We start everyone off with our On Ramp program. This program is 6 classes long and teaches you the foundations of CrossFit. You will lightly touch on mobility, nutrition, and much more. After those classes, you will move into our main class and choose a membership option (3 days a week or unlimited). Your coaches will still be there working with you daily on whatever questions you may have.

If you are interested, but have more questions, call or text Clint at (216) 269-0701 or fill out our contact form.

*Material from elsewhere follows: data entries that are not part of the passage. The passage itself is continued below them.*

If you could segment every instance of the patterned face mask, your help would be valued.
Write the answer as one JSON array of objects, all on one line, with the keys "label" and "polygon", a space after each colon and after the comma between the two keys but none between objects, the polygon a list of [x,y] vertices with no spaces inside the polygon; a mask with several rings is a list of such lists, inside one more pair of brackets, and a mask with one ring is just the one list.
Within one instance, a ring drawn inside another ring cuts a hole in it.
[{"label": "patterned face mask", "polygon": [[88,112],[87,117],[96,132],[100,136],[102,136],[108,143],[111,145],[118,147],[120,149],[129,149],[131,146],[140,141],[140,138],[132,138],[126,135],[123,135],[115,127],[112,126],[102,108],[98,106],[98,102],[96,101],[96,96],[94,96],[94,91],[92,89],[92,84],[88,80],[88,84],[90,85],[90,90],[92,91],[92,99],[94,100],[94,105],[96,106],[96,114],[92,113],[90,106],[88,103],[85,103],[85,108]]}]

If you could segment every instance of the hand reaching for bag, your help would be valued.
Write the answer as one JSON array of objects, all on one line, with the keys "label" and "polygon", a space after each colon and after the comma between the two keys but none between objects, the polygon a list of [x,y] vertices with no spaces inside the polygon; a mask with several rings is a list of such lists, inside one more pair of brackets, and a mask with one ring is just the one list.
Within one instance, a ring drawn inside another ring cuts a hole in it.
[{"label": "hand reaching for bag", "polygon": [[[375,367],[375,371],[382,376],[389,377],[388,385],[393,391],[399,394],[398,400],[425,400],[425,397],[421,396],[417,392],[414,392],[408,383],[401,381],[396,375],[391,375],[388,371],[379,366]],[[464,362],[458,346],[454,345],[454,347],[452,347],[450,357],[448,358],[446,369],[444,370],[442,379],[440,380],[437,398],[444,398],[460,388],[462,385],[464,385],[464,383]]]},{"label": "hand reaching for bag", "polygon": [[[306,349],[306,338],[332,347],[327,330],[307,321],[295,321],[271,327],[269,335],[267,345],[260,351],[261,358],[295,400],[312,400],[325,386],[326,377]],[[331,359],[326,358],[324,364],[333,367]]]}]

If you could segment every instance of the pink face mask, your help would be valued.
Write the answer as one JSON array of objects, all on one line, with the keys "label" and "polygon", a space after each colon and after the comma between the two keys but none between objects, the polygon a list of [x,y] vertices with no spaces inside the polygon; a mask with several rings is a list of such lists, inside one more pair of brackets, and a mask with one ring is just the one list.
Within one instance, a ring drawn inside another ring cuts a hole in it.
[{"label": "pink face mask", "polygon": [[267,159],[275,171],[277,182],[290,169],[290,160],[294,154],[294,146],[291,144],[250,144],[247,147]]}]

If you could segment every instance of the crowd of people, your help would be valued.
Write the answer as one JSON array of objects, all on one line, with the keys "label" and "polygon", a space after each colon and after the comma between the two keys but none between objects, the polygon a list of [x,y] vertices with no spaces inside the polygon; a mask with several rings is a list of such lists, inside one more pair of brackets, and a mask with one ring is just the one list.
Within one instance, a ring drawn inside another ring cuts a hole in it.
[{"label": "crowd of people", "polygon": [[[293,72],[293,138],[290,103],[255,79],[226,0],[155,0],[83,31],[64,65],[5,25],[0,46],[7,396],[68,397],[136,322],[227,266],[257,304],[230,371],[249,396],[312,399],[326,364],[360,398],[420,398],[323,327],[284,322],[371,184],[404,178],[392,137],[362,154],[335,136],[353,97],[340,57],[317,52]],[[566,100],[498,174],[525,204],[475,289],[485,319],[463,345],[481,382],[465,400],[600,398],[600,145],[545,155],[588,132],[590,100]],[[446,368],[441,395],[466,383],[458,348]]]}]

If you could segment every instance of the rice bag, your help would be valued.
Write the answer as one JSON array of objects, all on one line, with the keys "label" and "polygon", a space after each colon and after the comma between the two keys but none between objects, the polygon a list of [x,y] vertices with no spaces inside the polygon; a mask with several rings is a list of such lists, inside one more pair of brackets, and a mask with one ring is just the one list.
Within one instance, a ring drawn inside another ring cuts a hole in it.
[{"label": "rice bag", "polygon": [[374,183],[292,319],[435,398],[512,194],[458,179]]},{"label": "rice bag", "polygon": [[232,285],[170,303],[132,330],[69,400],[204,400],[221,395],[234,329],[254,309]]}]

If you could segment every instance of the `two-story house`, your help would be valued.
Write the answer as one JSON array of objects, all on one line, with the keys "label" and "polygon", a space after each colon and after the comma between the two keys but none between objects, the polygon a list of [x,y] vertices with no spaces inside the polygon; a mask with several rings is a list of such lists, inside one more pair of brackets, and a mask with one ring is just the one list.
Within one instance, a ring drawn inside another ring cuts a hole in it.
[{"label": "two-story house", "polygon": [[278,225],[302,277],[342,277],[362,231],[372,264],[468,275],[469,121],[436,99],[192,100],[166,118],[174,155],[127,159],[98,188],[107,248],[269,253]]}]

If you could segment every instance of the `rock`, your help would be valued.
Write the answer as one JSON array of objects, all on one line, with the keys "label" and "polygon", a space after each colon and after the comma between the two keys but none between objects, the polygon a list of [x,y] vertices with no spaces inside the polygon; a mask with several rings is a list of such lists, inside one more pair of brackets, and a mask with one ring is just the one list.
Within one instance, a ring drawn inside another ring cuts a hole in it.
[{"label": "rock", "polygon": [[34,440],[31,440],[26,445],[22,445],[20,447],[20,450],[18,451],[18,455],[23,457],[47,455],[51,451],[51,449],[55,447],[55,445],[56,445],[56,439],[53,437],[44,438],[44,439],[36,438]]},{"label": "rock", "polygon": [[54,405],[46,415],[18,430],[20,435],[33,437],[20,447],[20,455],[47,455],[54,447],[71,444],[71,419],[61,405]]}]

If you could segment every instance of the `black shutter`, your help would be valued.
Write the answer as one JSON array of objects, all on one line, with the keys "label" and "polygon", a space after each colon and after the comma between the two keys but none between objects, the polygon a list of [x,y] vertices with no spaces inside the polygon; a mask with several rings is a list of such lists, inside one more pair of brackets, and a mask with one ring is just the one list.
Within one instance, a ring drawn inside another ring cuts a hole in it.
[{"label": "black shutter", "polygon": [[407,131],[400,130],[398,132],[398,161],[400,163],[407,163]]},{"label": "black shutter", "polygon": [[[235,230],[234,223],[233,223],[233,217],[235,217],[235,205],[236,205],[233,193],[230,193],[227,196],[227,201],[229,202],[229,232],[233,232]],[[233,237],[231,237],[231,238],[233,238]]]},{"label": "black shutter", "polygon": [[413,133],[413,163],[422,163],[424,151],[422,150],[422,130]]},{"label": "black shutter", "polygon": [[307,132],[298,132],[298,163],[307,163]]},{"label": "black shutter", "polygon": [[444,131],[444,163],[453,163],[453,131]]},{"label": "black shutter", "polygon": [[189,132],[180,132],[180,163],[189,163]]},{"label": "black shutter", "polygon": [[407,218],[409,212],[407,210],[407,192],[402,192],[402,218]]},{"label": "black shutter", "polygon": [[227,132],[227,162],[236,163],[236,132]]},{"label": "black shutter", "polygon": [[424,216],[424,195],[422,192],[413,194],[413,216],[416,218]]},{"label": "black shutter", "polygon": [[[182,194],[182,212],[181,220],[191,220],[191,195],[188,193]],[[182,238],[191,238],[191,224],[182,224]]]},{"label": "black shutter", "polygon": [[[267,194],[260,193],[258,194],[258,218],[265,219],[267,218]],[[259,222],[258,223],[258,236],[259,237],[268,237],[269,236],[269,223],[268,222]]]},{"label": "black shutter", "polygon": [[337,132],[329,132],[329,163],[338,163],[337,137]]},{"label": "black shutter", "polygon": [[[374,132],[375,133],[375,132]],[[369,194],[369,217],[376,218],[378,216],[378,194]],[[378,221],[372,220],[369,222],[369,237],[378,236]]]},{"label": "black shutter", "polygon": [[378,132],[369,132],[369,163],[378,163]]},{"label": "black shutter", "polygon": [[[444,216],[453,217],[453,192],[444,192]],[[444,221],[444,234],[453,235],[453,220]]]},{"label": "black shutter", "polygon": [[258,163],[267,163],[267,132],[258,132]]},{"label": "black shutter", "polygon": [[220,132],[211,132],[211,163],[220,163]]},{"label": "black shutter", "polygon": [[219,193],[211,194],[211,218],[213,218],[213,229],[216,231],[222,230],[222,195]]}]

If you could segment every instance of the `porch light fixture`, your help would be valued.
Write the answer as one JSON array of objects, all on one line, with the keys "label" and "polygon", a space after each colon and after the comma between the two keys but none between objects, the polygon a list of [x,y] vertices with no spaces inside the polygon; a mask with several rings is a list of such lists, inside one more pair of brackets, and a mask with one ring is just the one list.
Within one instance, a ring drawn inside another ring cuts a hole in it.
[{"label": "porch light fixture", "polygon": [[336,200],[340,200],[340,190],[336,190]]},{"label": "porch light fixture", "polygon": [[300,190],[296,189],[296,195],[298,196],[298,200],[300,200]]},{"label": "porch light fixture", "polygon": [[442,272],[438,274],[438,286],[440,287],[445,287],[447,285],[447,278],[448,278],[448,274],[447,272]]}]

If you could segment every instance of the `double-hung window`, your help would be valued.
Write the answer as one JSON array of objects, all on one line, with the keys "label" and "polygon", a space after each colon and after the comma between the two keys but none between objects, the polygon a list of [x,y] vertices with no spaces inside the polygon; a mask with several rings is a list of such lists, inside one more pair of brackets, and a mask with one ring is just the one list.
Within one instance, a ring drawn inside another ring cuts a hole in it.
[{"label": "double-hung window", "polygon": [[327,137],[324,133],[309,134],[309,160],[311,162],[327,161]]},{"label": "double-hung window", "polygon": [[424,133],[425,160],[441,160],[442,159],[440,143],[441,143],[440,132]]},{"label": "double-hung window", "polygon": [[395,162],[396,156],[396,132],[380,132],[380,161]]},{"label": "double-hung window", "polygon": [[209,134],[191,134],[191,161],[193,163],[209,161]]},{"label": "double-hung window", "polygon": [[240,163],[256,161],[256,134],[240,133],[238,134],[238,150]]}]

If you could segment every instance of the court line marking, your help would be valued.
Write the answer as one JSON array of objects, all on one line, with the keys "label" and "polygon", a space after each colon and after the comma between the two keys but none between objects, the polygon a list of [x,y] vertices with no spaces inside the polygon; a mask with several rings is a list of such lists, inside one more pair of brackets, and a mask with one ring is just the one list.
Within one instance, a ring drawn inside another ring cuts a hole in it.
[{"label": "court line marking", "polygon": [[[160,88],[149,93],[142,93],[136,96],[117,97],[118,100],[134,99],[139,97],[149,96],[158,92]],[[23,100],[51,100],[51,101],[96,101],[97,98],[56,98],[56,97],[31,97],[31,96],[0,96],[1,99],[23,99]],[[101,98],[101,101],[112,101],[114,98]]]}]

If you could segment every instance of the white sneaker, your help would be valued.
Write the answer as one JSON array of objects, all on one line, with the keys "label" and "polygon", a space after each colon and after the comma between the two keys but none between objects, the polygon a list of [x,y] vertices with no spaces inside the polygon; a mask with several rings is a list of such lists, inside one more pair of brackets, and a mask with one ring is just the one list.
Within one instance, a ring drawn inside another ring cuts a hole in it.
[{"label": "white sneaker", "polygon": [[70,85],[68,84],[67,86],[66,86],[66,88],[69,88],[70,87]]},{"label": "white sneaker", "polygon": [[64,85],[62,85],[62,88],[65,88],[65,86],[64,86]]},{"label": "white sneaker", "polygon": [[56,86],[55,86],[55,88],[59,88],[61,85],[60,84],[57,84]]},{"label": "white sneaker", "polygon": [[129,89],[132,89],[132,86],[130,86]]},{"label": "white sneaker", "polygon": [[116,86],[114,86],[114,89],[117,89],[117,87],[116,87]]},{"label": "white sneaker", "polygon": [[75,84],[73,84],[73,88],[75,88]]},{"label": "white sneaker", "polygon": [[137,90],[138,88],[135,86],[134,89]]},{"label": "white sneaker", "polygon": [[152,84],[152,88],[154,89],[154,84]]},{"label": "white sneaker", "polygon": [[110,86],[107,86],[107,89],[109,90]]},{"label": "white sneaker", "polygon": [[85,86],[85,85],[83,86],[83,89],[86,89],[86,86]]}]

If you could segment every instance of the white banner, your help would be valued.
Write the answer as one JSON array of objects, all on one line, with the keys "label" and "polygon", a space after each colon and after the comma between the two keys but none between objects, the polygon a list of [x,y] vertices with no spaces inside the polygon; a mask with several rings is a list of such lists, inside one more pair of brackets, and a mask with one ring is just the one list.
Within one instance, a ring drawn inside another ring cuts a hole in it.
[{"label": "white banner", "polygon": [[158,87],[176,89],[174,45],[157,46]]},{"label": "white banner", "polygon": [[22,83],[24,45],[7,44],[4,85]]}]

What Is The Class Structure?

Our classes are an hour long. Each class is coach led and we try to keep classes to a 1 coach to 10 athlete ratio. Classes begin with a 10 minute coach led warm-up and finish with a 10 minute cooldown. Between the warm-up and cooldown is where the magic happens. Workouts will range from 3 minutes to 40 minutes. No matter what length of time the workout is, we will fill the remainder of that time with either strength work, accessory work, skill work, etc.